LA CRISE POLITICO-BANCAIRE ITALIENNE, par François Leclerc

Billet invité.

Encore une grande réalisation européenne qui ne tient pas ses promesses ! La construction de l’Union bancaire restait inachevée pour cause de profond désaccord sur la création d’un fonds de mutualisation des pertes, mais elle va voir ses principes bafoués, dans le but d’assurer le sauvetage de la banque Monte dei Paschi di Siena (MPS) et de tenter d’en faire autant de Matteo Renzi.

Les contribuables ne seront plus mis à contribution, a-t-il été clamé sur tous les toits par les autorités les plus éclairées, mais c’est pourtant ce qui va se passer. En début de semaine, la banque n’est pas parvenue à dégager les fonds nécessaires à sa recapitalisation. Le montant des conversions volontaires des détenteurs d’obligations subordonnées a été nettement insuffisant et l’arrivée d’investisseurs, qataris ou autres, ne s’est pas concrétisée. L’intervention à titre de conseil de JP Morgan avait déjà fait long feu, l’heure de vérité est arrivée.

Hier mercredi, le titre de MPS perdait 18% dans la seule matinée, et il reprenait en fin de séance, une intervention publique semblant désormais inévitable afin d’éviter que la déconfiture de MPS entraîne celle de centaines de petits établissements dont son système bancaire est composé. La reconversion des obligations subordonnées, cette fois-ci forcée et à un niveau nettement inférieur à leur valeur nominale, ne va pas pouvoir être évitée, atteignant les très nombreux petits créanciers des banques, leurs clients qu’elles ont trompé.

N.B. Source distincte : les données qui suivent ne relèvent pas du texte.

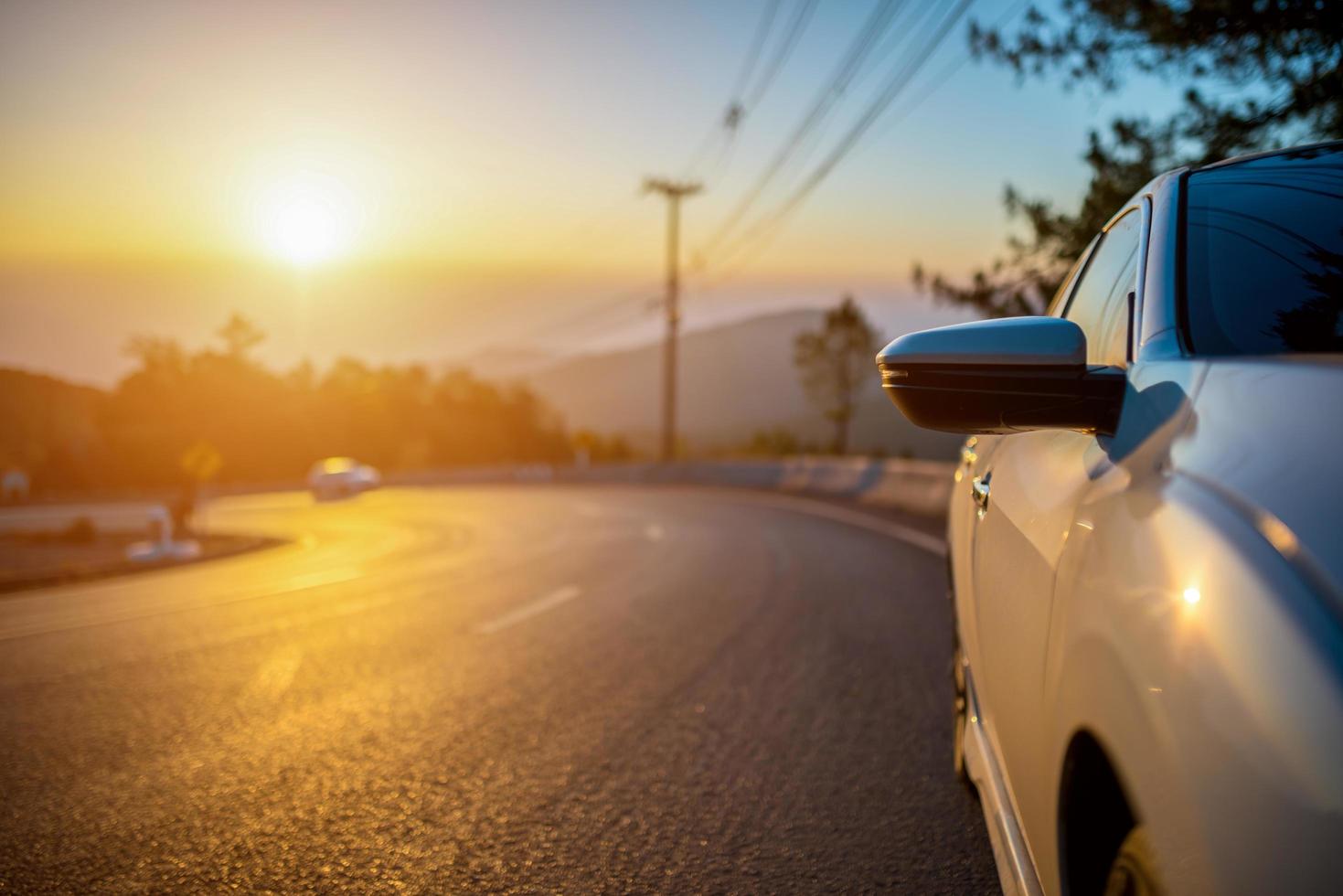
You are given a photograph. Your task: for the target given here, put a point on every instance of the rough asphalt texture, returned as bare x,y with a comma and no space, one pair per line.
495,689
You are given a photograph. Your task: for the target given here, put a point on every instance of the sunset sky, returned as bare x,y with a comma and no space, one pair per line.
404,180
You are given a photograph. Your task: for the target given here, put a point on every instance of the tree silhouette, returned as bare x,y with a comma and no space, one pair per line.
836,363
1257,73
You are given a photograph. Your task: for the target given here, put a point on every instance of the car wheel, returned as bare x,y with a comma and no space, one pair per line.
961,712
1134,870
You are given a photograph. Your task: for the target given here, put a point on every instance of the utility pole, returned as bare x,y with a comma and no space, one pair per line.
675,192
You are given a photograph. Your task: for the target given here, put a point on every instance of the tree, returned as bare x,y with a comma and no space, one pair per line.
1260,74
836,363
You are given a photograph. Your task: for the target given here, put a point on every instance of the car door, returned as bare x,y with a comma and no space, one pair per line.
1029,488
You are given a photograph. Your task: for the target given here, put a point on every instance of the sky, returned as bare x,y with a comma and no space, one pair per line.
432,180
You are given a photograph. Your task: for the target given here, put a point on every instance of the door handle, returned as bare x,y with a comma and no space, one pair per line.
979,488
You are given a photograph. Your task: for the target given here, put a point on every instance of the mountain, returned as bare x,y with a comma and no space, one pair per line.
736,379
496,363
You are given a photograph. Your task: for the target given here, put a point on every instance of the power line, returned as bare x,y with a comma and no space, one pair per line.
767,15
867,37
802,14
725,128
767,226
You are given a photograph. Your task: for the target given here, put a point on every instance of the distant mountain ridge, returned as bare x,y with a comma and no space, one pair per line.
735,379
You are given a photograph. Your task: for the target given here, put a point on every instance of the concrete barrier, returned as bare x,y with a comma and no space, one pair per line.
151,520
148,518
916,486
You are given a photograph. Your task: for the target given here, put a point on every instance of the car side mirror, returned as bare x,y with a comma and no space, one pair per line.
1001,377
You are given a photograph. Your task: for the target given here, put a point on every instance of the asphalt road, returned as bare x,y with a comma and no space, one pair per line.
495,689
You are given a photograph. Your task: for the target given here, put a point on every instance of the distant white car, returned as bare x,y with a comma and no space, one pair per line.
337,477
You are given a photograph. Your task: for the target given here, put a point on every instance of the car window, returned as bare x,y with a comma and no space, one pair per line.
1100,303
1264,255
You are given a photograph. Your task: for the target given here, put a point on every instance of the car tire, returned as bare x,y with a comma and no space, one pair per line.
1134,869
959,715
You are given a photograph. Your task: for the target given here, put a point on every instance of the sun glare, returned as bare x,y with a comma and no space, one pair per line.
308,219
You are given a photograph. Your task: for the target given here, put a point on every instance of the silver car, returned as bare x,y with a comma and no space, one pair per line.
1146,551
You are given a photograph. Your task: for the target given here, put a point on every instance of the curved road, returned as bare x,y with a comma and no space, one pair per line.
496,689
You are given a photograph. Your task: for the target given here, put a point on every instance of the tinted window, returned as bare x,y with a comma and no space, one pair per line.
1264,255
1100,301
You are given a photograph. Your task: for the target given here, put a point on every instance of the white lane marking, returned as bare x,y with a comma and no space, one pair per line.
527,612
275,675
910,535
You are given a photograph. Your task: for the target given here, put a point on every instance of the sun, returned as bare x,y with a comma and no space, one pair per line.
306,219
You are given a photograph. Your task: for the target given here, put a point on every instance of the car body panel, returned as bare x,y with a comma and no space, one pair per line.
1173,592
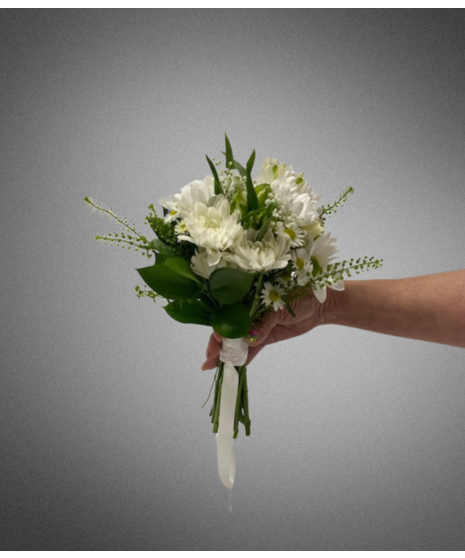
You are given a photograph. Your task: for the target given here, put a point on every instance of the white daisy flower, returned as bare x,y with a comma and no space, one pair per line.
204,264
272,295
213,228
260,256
302,265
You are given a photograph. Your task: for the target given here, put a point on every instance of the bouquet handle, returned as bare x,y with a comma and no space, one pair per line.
230,384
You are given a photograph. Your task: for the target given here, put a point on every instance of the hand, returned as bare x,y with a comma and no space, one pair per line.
275,327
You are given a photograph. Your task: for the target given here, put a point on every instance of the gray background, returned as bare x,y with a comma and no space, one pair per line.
357,438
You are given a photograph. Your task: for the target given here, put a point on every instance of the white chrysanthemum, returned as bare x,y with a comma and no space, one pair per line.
295,197
295,233
204,264
260,256
272,295
213,228
199,191
321,254
302,265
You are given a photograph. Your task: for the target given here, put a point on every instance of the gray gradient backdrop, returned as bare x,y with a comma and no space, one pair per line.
357,439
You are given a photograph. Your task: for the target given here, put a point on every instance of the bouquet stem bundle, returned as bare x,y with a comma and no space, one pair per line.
242,401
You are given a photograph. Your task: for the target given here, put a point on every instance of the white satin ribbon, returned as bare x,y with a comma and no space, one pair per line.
233,353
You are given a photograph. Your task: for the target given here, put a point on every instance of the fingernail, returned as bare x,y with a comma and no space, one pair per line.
252,336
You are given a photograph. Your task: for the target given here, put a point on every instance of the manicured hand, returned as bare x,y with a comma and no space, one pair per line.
277,326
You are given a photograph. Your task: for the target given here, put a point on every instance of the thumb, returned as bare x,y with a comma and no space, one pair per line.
260,331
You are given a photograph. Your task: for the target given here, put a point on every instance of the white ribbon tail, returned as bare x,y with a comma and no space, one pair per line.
233,353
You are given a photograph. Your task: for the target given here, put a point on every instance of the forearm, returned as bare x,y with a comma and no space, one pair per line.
429,308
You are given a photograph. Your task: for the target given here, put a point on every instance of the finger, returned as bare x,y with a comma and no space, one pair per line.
260,331
253,352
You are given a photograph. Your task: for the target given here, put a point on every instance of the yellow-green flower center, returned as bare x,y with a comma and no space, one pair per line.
299,263
274,296
291,233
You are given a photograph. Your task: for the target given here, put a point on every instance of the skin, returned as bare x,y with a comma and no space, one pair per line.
427,308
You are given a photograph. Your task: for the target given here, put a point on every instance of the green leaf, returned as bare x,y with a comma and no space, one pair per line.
228,154
230,285
182,267
168,283
232,321
252,201
189,312
218,188
240,168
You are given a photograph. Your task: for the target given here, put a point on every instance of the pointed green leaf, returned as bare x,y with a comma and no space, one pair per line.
218,188
189,312
232,320
228,154
168,283
182,267
252,201
240,168
230,285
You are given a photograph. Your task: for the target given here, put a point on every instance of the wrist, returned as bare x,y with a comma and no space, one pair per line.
332,308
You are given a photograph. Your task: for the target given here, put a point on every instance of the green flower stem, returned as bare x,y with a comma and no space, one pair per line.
215,398
240,387
257,294
216,413
245,396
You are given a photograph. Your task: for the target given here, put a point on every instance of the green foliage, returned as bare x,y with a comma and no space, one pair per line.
336,271
181,266
230,285
168,283
231,320
218,188
189,312
330,209
252,201
166,233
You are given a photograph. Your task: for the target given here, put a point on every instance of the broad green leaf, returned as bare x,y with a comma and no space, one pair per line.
232,321
228,154
189,312
240,168
230,285
252,201
182,267
168,283
218,188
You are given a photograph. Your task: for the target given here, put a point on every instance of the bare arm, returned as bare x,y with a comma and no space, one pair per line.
429,308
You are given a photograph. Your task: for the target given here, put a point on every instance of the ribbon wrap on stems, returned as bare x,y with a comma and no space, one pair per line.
233,353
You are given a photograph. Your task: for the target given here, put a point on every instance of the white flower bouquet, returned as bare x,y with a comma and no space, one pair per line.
229,249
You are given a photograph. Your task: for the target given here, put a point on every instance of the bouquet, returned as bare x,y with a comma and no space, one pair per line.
228,250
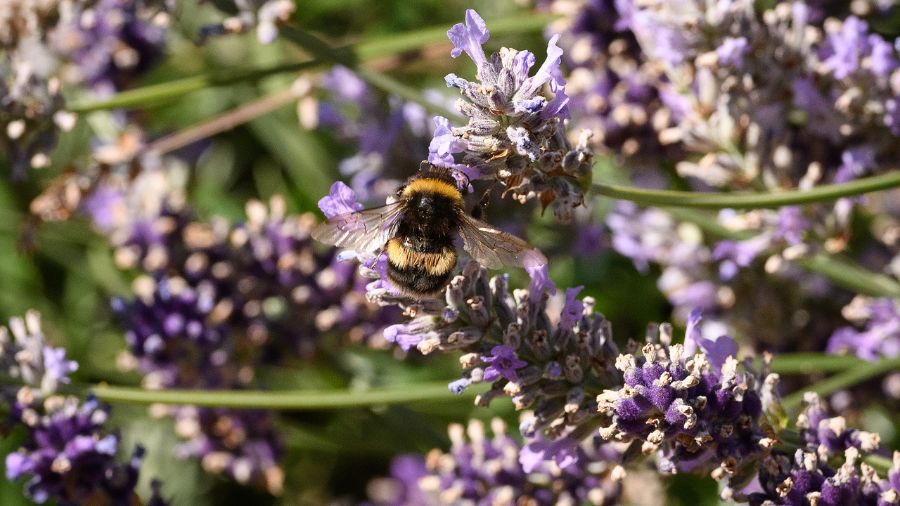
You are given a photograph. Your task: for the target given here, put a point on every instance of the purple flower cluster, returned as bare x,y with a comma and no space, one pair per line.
68,455
514,133
70,458
483,470
109,42
31,115
26,359
47,46
694,411
807,476
750,286
880,336
217,300
543,359
735,97
614,90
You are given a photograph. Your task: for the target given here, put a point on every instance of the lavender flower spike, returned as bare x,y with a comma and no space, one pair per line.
469,37
688,412
27,359
515,133
485,469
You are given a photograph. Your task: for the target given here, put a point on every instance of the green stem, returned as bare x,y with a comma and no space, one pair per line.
364,51
416,39
838,270
846,379
350,59
164,92
292,400
807,363
822,193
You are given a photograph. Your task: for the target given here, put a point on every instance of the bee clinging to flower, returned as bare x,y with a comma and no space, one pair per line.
417,231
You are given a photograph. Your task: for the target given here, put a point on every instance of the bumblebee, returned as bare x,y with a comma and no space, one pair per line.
417,231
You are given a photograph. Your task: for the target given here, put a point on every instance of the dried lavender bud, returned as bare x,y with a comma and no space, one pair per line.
69,457
27,360
808,477
514,133
217,300
880,336
694,411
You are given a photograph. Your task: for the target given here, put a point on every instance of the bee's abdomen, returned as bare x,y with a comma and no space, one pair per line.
419,273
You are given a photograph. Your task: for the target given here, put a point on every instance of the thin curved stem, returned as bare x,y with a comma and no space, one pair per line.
347,57
846,379
293,400
824,193
364,51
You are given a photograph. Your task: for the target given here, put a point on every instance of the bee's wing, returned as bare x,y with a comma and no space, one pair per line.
364,231
493,248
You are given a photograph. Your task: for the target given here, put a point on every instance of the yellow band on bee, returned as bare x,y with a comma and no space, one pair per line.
428,185
433,263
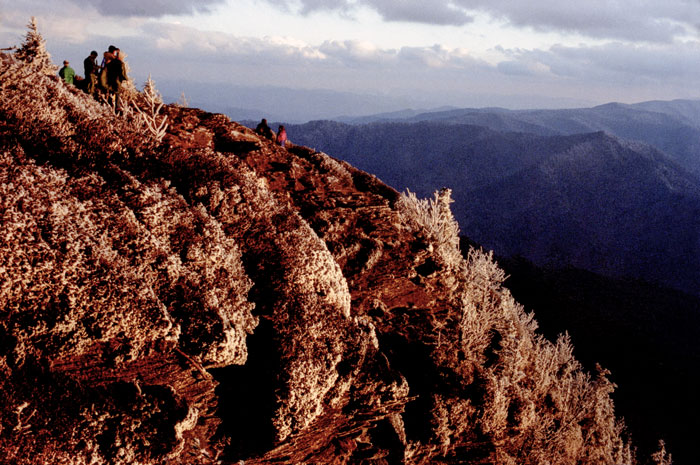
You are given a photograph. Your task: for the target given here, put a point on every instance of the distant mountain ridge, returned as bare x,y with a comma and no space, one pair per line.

Le Parlement a sans surprise excessive autorisé hier le gouvernement italien à mobiliser jusqu’à 20 milliards d’euros afin d’aider les banques dans le besoin, soit pour servir de « garantie de liquidité », soit pour contribuer au « renforcement patrimonial » des banques selon le ministre de l’économie et des finances Pier Carlo Padoan. Or cette somme risque fort de se révéler insuffisante, si on la compare avec les 360 milliards de créances douteuses détenues par les banques. Les analystes de la Deutsche Bank chiffrent pour leur part à 52 milliards d’euros les besoins en capitaux frais permettant d’y faire face et considèrent que les banques ne peuvent guère espérer lever plus de 20 milliards d’euros sur le marché…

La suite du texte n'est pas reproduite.